What Is a Bond Covenant?

Updated July 9, 2026 5 min read

A bond isn’t just a promise to pay interest and return principal. Buried in its documentation are usually a set of rules the issuer agrees to follow, meant to protect the people who bought the bond.

The short answer

A bond covenant is a legally binding promise or restriction included in a bond’s terms, designed to protect bondholders by limiting what the issuer can do or requiring certain actions while the bond is outstanding. Covenants generally fall into two categories: affirmative covenants, which require the issuer to do something, and negative covenants, which restrict the issuer from doing something. Strong covenants tend to lower a bond’s risk, while weak or absent covenants tend to raise it.

Affirmative covenants: things the issuer must do

Affirmative covenants typically require the issuer to take specific ongoing actions, such as maintaining certain financial ratios, providing regular financial reports, or keeping insurance on pledged assets. These requirements give bondholders visibility into the issuer’s financial health and an early warning if something starts to deteriorate. They function a bit like the reporting requirements behind a bond’s prospectus, except they continue for the life of the bond rather than existing only at issuance.

Negative covenants: things the issuer can’t do

Negative covenants restrict actions that could weaken the issuer’s ability to repay the bond, such as taking on excessive additional debt, selling off key assets, or paying out large dividends that would drain cash available to bondholders. These restrictions exist because, without them, an issuer could take actions after issuance that increase risk for existing bondholders without their consent. A bond with tighter negative covenants generally offers bondholders more protection, all else being equal.

How covenant strength affects credit risk

Two bonds from the same issuer, or from issuers with similar financial profiles, can carry different risk purely based on how strong their covenants are. A bond with weak covenants gives the issuer more flexibility, which can be good for the issuer but leaves bondholders with less protection if the issuer’s situation worsens. This is one reason a subordinated bond and a senior bond from the same company might have very different covenant packages layered on top of their seniority difference — both factors combine to shape overall risk.

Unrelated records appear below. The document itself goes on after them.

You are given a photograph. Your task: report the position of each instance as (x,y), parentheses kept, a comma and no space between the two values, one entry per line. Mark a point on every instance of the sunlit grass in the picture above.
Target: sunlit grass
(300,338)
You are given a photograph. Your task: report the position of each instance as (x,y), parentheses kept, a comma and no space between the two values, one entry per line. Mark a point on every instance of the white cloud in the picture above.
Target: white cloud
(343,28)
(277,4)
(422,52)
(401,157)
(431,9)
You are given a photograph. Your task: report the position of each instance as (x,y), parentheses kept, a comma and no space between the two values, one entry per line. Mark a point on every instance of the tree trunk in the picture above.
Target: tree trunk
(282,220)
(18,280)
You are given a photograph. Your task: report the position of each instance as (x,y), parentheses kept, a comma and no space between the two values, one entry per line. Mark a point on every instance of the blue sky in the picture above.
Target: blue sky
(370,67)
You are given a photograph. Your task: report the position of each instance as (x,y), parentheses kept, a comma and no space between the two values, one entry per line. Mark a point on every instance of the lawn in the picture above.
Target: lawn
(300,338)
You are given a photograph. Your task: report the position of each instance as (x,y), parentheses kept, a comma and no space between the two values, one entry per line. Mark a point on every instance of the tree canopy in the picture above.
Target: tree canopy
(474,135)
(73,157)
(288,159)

Where to actually find this information

Covenant details are typically spelled out in a bond’s indenture, the formal legal contract governing the bond, rather than in marketing materials or a simple summary. For individual investors, reading a full indenture isn’t always practical, but understanding that covenants exist — and that they vary meaningfully between bonds — is useful context when comparing yields, the same way it helps to understand a bond’s yield to maturity before assuming a higher number means a better deal. A higher yield on a bond with weak covenants isn’t necessarily a bargain; it may simply reflect the reduced protection built into the terms.

What to weigh

Bond covenants are the mechanism by which lenders try to keep some control over what an issuer does after the money has already been borrowed. Affirmative covenants ask for transparency and maintenance of certain standards, while negative covenants limit risky behavior. Neither type guarantees repayment, since covenants are contractual promises rather than collateral, but together they shape how much protection a bondholder actually has beyond the issuer’s general word.